MON JARDIN MA MAISON La poésie a fleur de granit

Au-dessus de Gérardmer, au lieu-dit Berchigranges perché à près de 700 m d'altitude dans une toison de résineux, Dame Nature n'avait sûrement pas prévu de jardin. En 1978, Thierry Dronet a acheté l'actuel chalet flanqué d'une plantation d'épicéas. Il y a installé son atelier de menuiserie et a acquis, bout par bout, deux hectares attenants, site d'une ancienne graniterie et difficulté majeure pour qui rêve d'un jardin ! Il a mis quinze ans pour éliminer 3000 sapins, charrier 1500 tonnes de terre, braver la roche, apprivoiser l'eau et la faire circuler. Enfin, un peu à l'instinct, il "paysage" son bout de colline en larges et subtils mouvements et commence par installer quelques espaces endémiques qu'il trouve sur place.

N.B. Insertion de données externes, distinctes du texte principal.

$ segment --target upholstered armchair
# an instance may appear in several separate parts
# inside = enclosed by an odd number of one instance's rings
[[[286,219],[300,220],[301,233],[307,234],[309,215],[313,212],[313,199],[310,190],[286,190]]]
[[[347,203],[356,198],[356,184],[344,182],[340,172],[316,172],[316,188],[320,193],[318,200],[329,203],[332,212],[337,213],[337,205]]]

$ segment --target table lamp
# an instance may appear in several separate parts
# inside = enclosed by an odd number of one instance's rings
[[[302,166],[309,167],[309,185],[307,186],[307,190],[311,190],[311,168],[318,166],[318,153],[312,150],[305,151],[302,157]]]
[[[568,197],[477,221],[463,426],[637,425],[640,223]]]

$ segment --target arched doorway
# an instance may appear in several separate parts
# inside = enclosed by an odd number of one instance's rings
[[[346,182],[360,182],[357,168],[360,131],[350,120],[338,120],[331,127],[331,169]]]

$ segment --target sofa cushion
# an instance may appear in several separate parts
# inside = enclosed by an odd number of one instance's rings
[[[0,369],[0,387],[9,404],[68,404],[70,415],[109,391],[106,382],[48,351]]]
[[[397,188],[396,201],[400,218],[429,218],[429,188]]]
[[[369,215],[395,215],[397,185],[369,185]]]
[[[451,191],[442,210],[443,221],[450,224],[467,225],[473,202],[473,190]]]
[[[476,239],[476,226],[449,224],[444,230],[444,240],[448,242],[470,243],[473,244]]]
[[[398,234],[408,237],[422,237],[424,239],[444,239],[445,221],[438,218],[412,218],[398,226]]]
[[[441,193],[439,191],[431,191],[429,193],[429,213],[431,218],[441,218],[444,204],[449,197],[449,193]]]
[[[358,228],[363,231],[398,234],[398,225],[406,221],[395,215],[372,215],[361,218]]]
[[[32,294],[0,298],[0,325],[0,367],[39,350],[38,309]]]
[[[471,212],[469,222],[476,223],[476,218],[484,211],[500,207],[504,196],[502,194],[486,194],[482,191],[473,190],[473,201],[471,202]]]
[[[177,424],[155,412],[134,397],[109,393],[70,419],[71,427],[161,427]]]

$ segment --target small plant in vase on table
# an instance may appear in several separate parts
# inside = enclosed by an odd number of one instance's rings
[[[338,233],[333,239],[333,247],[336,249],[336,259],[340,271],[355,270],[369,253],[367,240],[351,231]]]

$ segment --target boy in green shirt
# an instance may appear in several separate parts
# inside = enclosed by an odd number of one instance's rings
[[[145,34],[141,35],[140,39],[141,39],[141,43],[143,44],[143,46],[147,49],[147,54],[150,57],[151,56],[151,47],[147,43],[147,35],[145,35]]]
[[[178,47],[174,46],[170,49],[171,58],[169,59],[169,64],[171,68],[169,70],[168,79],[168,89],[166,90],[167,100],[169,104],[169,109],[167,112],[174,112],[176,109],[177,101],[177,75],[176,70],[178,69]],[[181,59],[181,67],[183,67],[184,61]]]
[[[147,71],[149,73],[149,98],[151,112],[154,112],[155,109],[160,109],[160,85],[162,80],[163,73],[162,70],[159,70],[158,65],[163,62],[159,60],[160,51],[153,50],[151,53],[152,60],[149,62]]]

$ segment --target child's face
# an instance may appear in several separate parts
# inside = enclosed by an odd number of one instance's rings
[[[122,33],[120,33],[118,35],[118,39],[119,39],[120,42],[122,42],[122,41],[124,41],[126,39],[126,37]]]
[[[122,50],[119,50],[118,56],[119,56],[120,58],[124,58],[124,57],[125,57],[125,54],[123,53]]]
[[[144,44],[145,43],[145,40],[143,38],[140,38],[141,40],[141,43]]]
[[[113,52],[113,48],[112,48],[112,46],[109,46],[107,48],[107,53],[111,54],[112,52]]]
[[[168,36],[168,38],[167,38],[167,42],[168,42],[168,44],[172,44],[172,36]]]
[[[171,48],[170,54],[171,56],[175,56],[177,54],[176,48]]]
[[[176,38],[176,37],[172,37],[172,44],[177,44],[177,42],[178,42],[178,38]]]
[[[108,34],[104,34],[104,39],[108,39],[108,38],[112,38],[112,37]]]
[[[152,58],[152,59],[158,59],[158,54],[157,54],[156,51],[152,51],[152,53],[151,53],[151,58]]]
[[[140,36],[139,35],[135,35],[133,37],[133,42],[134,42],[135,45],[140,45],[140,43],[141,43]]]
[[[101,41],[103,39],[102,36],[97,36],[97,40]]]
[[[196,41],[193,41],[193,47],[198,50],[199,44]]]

Mais pour donner couleurs et rythmes, il se rend à l'évidence : il a besoin de conseil et c'est ainsi qu'il croise, du côté de Saint Dié, une pépiniériste peu ordinaire... Monique est sûrement la plus anglaise des jardinières de l'Est, la pionnière de l'esprit "cottage", privilégiant la subtilité des plantes d'humeur un peu folâtre mais bon enfant. Quel coup de coeur lorsqu'elle découvre l'environnement de Thierry, une clairière et sa fascinante géographie qui n'attendait que la fantaisie pour exprimer toute sa dimension. En 1994, elle annonce que sa pépinière "a pris de la hauteur"! Un grand souffle d'originalité secoue alors Berchigranges où Monique joue les coloristes : le chalet fait rapidement peau neuve dans le moindre détail, de quoi surprendre plus d'un vosgien sur la petite route qui sillonne à travers un austère décor de sapins.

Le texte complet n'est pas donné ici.